Teaching about the Spartacist Uprising

Activities, Weimar Germany

The Spartacist Uprising occurred as Germany was reeling from the armistice and in the process of establishing a new form of Government. The Spartacist Uprising will be, for many pupils, the first time they have looked at the actions of a modern, politically extreme, group. These teaching resources about the Spartacist Uprising are designed to make the topic accessible and engaging.

This video includes footage taken at the time of the Spartacist Uprising.  That allows a sense of period and an element of context to be developed. The video has some clear text inserted which acts as an ideal introduction to the Uprising.

For a pupil friendly introductory narrative I will suggest two of my own pages – this post about the Spartacist Uprising gives a reasonable amount of detail for GCSE pupils whilst this page about Political turmoil, though originally aimed at AS pupils, ought to place the uprising within the wider context of revolts at the time.

For teaching resources there are sadly relatively few that I can say ‘this is fab’ to. Granted, the Uprising won’t take up too much curriculum time but I am a little surprised at how hard it has been to find things to point people at for this topic!

This powerpoint provides a good overview of events, includes some very useful images and has several pupil activities built into the last slide. However, the drawback is that it refers to some date cards which I’ve been unable to track down – though easily recreated.

If you are teaching the Spartacist Uprising and Kapp Putsch in the same lesson this sorting exercise would make for a good plenary activity.

Andy Walker has a useful revision exercise on his fabulous website. It’s a quick and easy recap tool that pupils will go away and use again. Could be posted on a VLE, or used as a recap reference point.

BBC Class Clips has a short video about the reasons for the uprising. As usual Class Clips offers a suggestion for using the clip in lessons – though this suggestion is one of the more obvious ones!

So not very much worth recommending – please comment if you know of a hidden gem out there!

If I was teaching this any time soon I think I’d want to veer away from textbooks, worksheets and powerpoints. The opportunity is there to provide pupils with a real grasp of the varied reasons for opposition to Weimar. To get them understanding how ordinary Germans, from all sorts of backgrounds, felt in the immediate aftermath of the war. Presenting pupils with characters, even if they have to be artificial ones, who can live through the uprising (and into subsequent issues, if you wanted to) helps to engage and promotes discussion, debate and understanding.
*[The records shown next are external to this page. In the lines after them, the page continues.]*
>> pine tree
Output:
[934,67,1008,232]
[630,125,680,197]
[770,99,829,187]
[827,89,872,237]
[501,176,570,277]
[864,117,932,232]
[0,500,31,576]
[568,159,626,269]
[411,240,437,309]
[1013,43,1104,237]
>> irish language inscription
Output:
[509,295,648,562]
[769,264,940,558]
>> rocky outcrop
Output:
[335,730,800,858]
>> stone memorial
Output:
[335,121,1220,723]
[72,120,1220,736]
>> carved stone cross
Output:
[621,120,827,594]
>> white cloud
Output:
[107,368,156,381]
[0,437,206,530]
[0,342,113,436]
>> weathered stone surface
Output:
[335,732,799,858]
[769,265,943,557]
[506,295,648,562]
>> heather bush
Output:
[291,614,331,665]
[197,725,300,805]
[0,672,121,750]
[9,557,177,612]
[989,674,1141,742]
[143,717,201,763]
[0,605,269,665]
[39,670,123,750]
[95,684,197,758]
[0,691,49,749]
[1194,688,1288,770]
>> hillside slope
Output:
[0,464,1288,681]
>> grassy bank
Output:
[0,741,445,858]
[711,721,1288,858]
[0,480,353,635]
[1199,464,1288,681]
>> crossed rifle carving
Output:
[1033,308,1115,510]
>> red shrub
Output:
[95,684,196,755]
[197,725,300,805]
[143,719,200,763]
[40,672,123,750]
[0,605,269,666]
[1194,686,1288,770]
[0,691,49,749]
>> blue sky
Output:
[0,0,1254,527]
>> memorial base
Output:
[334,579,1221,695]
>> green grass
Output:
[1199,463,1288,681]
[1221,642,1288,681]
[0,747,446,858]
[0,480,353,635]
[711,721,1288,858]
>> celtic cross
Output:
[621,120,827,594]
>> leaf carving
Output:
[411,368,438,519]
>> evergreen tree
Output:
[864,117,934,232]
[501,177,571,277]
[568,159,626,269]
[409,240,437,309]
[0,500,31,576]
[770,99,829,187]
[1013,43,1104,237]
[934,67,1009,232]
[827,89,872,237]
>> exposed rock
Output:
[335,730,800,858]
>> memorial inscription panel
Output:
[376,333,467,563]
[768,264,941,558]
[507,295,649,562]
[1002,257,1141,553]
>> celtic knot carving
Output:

One way of doing this, albeit for a different country, is Mick Long’s active learning exercise entitled ‘Should we support the Bolsheviks?’ Yes, it’s a different nation, yes, the circumstances and context is different but, crucially, the actual learning problem that needs addressing is the same: why did people support groups on the political extremes.

That type of activity, supported by narratives, video and other traditional methods would, in my mind at least, provide a much greater level of understanding.